William Duffy proposes that the narrative structures woven by the poetics of immanent verbal arts may also organize the narratives of other nonverbal performances, specifically the dialogic play between contenders in the contests staged in the rings of World Wrestling Federation. An overview of the emergence of modern-day staged wrestling matches from their carnival demimonde precursors uncovers a key in-house code word “kayfabe,” referring to the subterfuge that maintains that a “staged” event between a “face” (hero) and a “heel” (villain) is “real” or “true” as far as the unsuspecting public is concerned. The essay contends that with the tools of oral poetic compositional analysis in hand, analysis of such wrestling matches demonstrates the formulaic nature of their tropes. Conversely, the study of wrestling tropes preserved in the thousands of hours of videotaped matches could yield important insights into the traditional verbal arts of now inaccessible and preterite performances, such as the Homeric corpus. Finally, the essay proposes that the origin and diffusion of specific Homeric epithets and formulae may have had less to do with their aesthetic expressiveness and more to do with the popularity of the singers and songs associated with them.

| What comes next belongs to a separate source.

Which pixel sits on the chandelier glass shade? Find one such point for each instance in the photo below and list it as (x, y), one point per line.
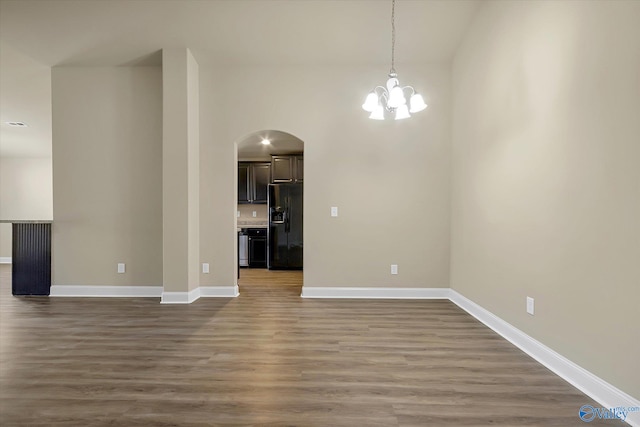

This issue closes with Ryan Platte’s close study of the Homeric epithet κλυτόπωλος (of famous foals). Platte identifies a network of genetically related analogues in three cognate phrases in Greek, Vedic, and Gathic Avesta poetry and essays a scheme accounting for their diachronic development from Indo-European antiquity to archaic Greece testifying to a genuine lexeme in the poetic vocabulary of Proto-Indo-European. Additionally, Platte elucidates the argument that Greek oral poets’ deployed κλυτόπωλος to refer to good horses and their owners in threats owing to the epithet’s power to imply or herald the sudden death of the target against whom it is hurled: the epithet’s traditional referentiality focalizes the force of the threat.

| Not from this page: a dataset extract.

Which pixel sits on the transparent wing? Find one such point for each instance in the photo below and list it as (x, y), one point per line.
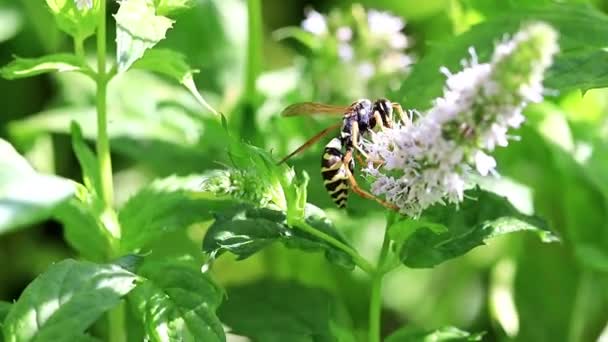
(311, 141)
(311, 108)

This issue sees the light of day thanks to the combined efforts of staff of the Center for Studies in Oral Tradition—Mark Jarvis, Hannah Lenon, Justin Arft, Elise Broaddus, Katy Chenoweth, Ruth Knezevich, Chris Dobbs, and recent arrival Rebecca Benson—and of the many colleagues who referee submissions giving us the benefit of their expertise and advice. Oral Tradition is indebted to you, its referees, for your guidance in maintaining the standard of scholarly excellence that John Miles Foley established for the journal. Oral Tradition is intended to be a forum for debate and discussion about all aspects of the world’s verbal arts, traditional and nascent. The fundamental importance of John's lifelong contribution to their study is universally recognized. The dialogue of inquiry that he fostered and promoted continues in the pages of this journal. It is again my pleasant duty to recognize the unwavering support this Center receives from the College of Arts & Science that makes this work possible.

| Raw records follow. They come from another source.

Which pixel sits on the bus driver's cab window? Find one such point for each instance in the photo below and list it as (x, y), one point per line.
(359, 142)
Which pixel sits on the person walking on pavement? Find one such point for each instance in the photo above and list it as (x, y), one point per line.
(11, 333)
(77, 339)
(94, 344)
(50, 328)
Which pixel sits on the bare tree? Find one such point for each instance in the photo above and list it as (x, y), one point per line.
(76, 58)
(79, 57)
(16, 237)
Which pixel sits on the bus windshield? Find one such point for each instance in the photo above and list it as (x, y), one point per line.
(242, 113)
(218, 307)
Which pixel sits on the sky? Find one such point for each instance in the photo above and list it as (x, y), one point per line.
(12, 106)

As is customary, I invite you to share your research into the world’s traditional verbal arts with us. Evaluation of submissions is made by two referees, a specialist and a generalist, and is generally reported to prospective authors within a trimester of receipt. Published online and free of charge, Oral Tradition is seen by more than 20,000 readers in 200 countries and territories. In closing, were these words endowed with incantatory power, calendar year 2015 CE would witness neither war, hunger, slavery, suffering nor fear.